On 06/18/2011 03:08 PM, slinky wrote:

Likewise, for accelerated component functions the hardware will know
what is a key and what is input data - again, it needs this
information in order to operate. Contrast this to a general purpose
processor which can't really deduce what is a key and what isn't
while processing code that happens to be AES.

Why not?

As Peter Gutmann just said "They really have waaaay too much die space
to spare don't they?"

Intel bought McAfee a while ago. Speaking informally with some chip people (not necessarily from Intel and definitely not under any confidentiality) there's active research around the idea of building instruction stream validation in support of antivirus directly into the processor. Recognizing an intentionally-obfuscated virus seems no easier than recognizing AES.

The Intel hardware RNG ("DRBG") is an example of how not do do it. It has weird timings and magic numbers:
There are two approaches to structuring RdRand invocations such that
DRBG reseeding can be guaranteed: Iteratively execute RdRand beyond
the DRBG upper bound by executing more than 1022 64-bit RdRands, and
Iteratively execute 32 RdRand invocations with a 10us wait period
per iteration. The latter approach has the effect of forcing a
reseeding event since the DRBG aggressively reseeds during idle
periods.

But on any kind of networked or mutitasking system "idle periods" happen only at the consent of the attacker.

Within the context of virtualization, the DRNG's stateless design
and atomic instruction access means that RdRand can be used freely
by multiple VMs without the need for hypervisor intervention or
resource management.

Hmm, are we sure none of this carries across any security boundaries?

In another place they say:
After invoking the RdRand instruction, the caller must examine the
Carry Flag (CF) to determine whether a random value was available at
the time the RdRand instruction was executed.

So it's not stateless after all because it keeps a FIFO of numbers and emits all zeroes when it "runs out".

To me, this only makes sense if one of the following might be true:
* the entropy pool is so small that it's in danger of brute-forcing
* the pool's contents can be read out somehow, or
* the extraction process (NIST SP 800-90 CTR_DRBG AES) may not be strongly one-way

But I know there are other opinions :-). More than likely though, they're doing this to follow "best practices".

At the very least this is going to disclose to an attacker on another core how many random numbers you're consuming. Random numbers can often be requested via the network, so he sends changing rates of SSL or IPsec handshake requests while watching how fast the pool depletes. This enables him to determine if he's running on the same processor as your crypto thread. It may also create a covert channel for exfiltration. Of course, there are other shared resources that might already be an easier way to do this.

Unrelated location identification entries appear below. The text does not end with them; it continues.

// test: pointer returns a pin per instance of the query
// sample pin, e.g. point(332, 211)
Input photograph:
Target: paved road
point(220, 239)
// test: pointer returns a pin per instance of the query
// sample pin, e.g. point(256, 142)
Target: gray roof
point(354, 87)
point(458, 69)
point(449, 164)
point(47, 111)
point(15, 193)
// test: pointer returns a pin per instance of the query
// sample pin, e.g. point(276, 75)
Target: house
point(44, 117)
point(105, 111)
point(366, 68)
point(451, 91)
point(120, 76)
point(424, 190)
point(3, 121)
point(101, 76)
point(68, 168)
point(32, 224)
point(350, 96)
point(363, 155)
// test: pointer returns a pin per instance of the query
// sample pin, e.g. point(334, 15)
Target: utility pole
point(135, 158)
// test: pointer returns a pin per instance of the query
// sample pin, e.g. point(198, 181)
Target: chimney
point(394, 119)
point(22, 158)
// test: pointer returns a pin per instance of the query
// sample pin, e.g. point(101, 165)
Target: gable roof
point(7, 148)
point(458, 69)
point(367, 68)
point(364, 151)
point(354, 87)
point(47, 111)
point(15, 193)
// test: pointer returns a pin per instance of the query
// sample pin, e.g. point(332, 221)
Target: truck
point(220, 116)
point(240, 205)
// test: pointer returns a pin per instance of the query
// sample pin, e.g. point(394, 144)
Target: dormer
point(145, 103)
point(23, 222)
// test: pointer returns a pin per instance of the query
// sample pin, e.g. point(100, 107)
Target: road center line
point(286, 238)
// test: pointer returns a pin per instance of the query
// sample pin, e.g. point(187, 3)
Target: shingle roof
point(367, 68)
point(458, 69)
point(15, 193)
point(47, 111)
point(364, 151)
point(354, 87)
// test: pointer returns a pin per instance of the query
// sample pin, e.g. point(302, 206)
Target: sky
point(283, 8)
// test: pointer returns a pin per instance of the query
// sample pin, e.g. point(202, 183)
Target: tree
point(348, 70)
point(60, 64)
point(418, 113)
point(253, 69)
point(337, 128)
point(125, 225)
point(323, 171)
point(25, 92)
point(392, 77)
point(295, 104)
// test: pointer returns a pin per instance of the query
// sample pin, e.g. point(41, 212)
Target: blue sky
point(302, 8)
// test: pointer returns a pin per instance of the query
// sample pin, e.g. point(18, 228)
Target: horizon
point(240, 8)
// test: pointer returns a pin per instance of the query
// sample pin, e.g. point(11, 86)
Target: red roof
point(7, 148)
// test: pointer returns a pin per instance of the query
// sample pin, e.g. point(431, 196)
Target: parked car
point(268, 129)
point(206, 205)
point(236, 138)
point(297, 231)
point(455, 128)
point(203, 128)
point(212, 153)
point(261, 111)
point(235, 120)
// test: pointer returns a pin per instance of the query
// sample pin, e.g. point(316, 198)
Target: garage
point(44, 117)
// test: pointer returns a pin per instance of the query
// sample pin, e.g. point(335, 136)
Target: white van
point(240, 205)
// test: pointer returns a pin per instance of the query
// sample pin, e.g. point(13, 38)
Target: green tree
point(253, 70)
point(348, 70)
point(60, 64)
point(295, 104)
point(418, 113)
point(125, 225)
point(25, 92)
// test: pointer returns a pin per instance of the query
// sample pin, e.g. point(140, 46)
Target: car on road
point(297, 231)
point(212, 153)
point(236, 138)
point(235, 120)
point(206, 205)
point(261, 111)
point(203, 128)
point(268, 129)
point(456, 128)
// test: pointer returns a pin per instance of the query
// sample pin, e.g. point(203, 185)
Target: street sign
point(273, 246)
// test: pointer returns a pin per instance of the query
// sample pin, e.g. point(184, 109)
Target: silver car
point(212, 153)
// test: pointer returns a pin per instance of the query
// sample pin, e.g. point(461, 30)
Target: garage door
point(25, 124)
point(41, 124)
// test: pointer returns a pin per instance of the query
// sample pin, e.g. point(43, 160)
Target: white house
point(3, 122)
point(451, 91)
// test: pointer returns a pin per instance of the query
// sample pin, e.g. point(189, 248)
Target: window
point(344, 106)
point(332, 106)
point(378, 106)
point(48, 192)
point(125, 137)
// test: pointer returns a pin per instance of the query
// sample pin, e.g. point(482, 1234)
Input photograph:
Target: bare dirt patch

Still, we can predict how this story will turn out because we have several examples of what happens in practice when RNGs decide that they have "run out" of numbers: the client code continues running with whatever garbage it gets because it's not a situation that the software developer ever encountered in his debugger, or one which a QA team ever noticed in the lab. At best, it will continue along an untested code path.

The thing _least_ likely to happen is for the operation actually needing the CSRNs to fail, because that would be a conspicuous bug which would have to be "fixed" somehow.

So the Intel "DRNG" has observable shared internal state and is shared among multiple cores. Even worse, *an attacker running on one core has the ability to cause the RDRAND instruction to write zeroes to the destination register* !

Note that the carry flag isn't accessible from C. The RDRAND instruction isn't either, but there will be inline assembler snippets floating around any day now.

Just to pick on Peter Gutmann:
How would you encode, for example, 'RdRand eax'?
I'd like to get the encoded form to implement it as '__asm _emit 0x0F __asm
_emit 0xC7 __asm _emit <something>' (in the case of MSVC).

Note that he's not asking about how to check the carry flag too. I'm sure he of all people wouldn't forget this, but not so for your typical developer.

It's possible to check the carry flag from inline asm:
http://stackoverflow.com/questions/3139772/check-if-carry-flag-is-set

So if you were a C programmer who didn't know x64 assembler *maybe* you could find the right advice in that thread and get the carry flag out reliably. But how would you test it? How would QA test it?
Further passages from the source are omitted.